Madem esbab içinde en eşrefi ve en ziyade ihtiyar sahibi olan insan, böyle hakiki icaddan eli bağlansa sair cemadat ve behimat ve anâsır ve tabiat, nasıl hakiki mutasarrıf olabilirler?

Yalnız o esbab, birer zarftır ve masnuat-ı Rabbaniyeye birer kılıftırlar ve hedâyâ-yı Rahmaniyeye birer tablacıdırlar. Elbette bir padişahın hediyesinin kabı veya hediyeye sarılan mendil veyahut hediye eline verilip getiren nefer, o padişahın saltanatına şerik olamazlar. Ve onları şerik tevehhüm eden, saçma bir hezeyan eder. Öyle de esbab-ı zahiriye ve vesait-i suriyenin, rububiyet-i İlahiyeden hiçbir cihette hisseleri olamaz. Hizmet-i ubudiyetten başka nasibleri yoktur.

İKİNCİ MAKSAT

Ehl-i şirkin vekili, meslek-i şirki hiçbir cihette ispat edemediğinden ve onun ispatından meyus kaldığından; ehl-i tevhidin mesleğini, teşkikatıyla ve şüpheleriyle tahrip etmeye çalışmak istediğinden şöyle ikinci bir sual ediyor.

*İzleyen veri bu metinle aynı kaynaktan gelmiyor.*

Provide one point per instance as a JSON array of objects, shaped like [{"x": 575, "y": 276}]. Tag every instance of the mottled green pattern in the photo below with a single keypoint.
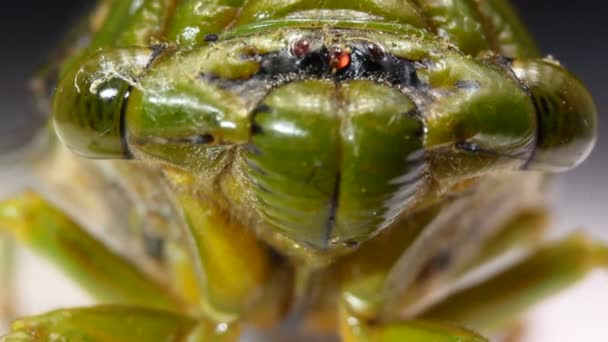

Diyor ki:

Ey ehl-i tevhid! Siz diyorsunuz ki: “قُلْ هُوَ اللّٰهُ اَحَدٌ ۞ اَللّٰهُ الصَّمَدُ Hâlık-ı âlem birdir, Ehad’dir, Samed’dir. Hem her şeyin Hâlık’ı odur. Ehadiyet-i zatiyesiyle beraber doğrudan doğruya her şeyin dizgini onun elinde, her şeyin anahtarı kabzasında, her şeyin nâsiyesini tutuyor. Bir iş bir işe mani olmuyor. Bütün eşyada, bütün ahvaliyle bir anda tasarruf edebilir.” Böyle acib bir hakikate nasıl inanılabilir? Müşahhas bir tek zat, nihayetsiz yerlerde, nihayetsiz işleri külfetsiz yapabilir mi?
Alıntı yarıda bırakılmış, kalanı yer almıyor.